Vollzeitvertrag aber bekomme zu wenig Stunden?
Hallöchen. Ich arbeite beim Sicherheitsdienst auf Vollzeit. Sprich mind 176 Stunden im Monat. Nach oben offen. Jetzt sind einige Aufträge zurück gegangen und bekomme im Monat nur zwischen 130 und 160 Stunden.

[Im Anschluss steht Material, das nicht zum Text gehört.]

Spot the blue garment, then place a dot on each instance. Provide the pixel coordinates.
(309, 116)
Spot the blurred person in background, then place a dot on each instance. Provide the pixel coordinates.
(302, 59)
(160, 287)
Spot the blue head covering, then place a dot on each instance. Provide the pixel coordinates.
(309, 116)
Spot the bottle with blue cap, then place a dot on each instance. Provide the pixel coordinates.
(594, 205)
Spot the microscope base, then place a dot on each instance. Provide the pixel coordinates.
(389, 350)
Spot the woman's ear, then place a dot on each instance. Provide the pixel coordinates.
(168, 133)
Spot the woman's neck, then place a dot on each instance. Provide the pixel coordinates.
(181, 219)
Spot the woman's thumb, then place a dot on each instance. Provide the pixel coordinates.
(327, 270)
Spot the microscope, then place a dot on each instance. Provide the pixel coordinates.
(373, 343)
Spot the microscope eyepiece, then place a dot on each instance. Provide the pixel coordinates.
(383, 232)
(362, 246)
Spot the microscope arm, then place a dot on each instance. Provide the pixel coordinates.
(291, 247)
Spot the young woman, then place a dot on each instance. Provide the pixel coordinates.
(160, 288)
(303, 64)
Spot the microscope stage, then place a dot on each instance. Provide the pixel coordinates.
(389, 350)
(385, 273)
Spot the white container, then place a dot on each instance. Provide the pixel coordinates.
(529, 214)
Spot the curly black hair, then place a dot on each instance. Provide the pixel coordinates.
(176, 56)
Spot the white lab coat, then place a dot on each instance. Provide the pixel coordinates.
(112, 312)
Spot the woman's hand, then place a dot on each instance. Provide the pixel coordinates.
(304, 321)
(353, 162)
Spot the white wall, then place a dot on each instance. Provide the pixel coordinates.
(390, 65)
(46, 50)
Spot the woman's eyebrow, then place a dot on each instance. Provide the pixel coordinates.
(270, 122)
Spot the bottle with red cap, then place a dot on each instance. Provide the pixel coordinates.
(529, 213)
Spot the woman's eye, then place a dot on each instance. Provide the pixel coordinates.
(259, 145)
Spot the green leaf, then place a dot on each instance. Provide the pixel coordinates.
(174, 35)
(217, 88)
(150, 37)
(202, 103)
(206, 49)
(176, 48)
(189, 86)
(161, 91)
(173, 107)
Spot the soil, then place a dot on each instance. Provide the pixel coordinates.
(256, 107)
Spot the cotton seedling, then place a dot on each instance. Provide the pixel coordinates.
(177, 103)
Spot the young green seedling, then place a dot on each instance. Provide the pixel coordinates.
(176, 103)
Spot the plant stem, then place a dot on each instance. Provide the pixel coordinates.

Muss mein Arbeitgeber die fehlenden Stunden trotzdem bezahlen?
1 Antwort
Muss mein Arbeitgeber die fehlenden Stunden trotzdem bezahlen?
Schlicht und einfach: Ja - unter den nachfolgend beschriebenen Bedingungen!
Du hast also einen Arbeitsvertrag, der über 176 Monatsstunden mindestens läuft.
Es gehört, neben der Bezahlung des Entgelts, zu den arbeitsvertraglichen Hauptpflichten des Arbeitgebers, den Arbeitnehmer für die vereinbarten Arbeitsstunden zu beschäftigen.
Beschäftigt er den Arbeitnehmer nicht ausreichend - gleichgültig, aus welchen Gründen (ob er nicht kann oder nicht will, spielt keine Rolle, und auf ein "Verschulden" seinerseits kommt es nicht an) -, fallen die Konsequenzen aus der Minderbeschäftigung ihm zu Lasten, denn dann gerät er mit der Annahme der Arbeitsleistung des Arbeitnehmers in Verzug: Der Arbeitnehmer ist dann so zu bezahlen, als hätte er die tatsächlich nicht gearbeiteten Stunden geleistet, und muss die Minusstunden auch nicht nacharbeiten oder mit seinen Ansprüchen (Entgelt, Urlaub usw.) verrechnen lassen.
Dass "einige Aufträge zurück gegangen" sind, der Arbeitgeber also nicht genug "Beschäftigung" für Dich hat, ist sein Betriebsrisiko, das er nicht auf Dich abwälzen darf!
Grundlage für einen Anspruch auf Bezahlung entsprechend der vereinbarten Arbeitszeit ist das Bürgerliche Gesetzbuch BGB § 615 "Vergütung bei Annahmeverzug und bei Betriebsrisiko":
Kommt der Dienstberechtigte mit der Annahme der Dienste in Verzug, so kann der Verpflichtete für die infolge des Verzugs nicht geleisteten Dienste die vereinbarte Vergütung verlangen, ohne zur Nachleistung verpflichtet zu sein. [...] [Das gilt] entsprechend in den Fällen, in denen der Arbeitgeber das Risiko des Arbeitsausfalls trägt. [Anmerk.: Hervorhebung durch mich]
Voraussetzung ist aber auch, dass Du diesen Zustand (dass Du zu wenig beschäftigt worden bist) nicht widerspruchs- oder kommentarlos hinnimmst; auch das ist gesetzlich festgelegt: BGB § 293 "Annahmeverzug":
Der Gläubiger kommt in Verzug, wenn er die ihm angebotene Leistung nicht annimmt.
in Verbindung mit § 294 "Tatsächliches Angebot":
Die Leistung muss dem Gläubiger so, wie sie zu bewirken ist, tatsächlich angeboten werden.
Du musst Deinem Arbeitgeber also erklären, dass Du mit der zu geringen Beschäftigung (für weniger als die vertraglich vereinbarten Mindeststunden) nicht einverstanden bist und eine Beschäftigung für diese Mindeststundenzahl verlangst.
Unter diesen Voraussetzungen bist Du also für die vereinbarten 176 Mindestmonatsstunden zu bezahlen, auch wenn du tatsächlich weniger arbeitest!
Der Arbeitgeber ist nur dann nicht zur Bezahlung auch der wegen Ausfalls von Aufträgen (sein Betriebsrisiko!) nicht geleisteten, aber vereinbarten Stunden verpflichtet, wenn durch eine Bezahlung die wirtschaftliche Existenz des Betriebs tatsächlich bedroht wäre.
Sollte der Arbeitgeber die in seiner Verantwortung liegende Minderbeschäftigung aber mit Ansprüchen Deinerseits verrechnen wollen - Dir also entsprechend weniger Entgelt zahlen oder Urlaubstage anrechnen -, musst Du ihn mit Hinweis auf die in meiner Antwort genannten gesetzlichen Bestimmungen zur Zahlung auffordern und für den Fall der Nichtreaktion oder Weigerung mit rechtlichen Schritten (bis zur Klage beim Arbeitsgericht) drohen.
Vielen Dank. Das hilft mir echt weiter.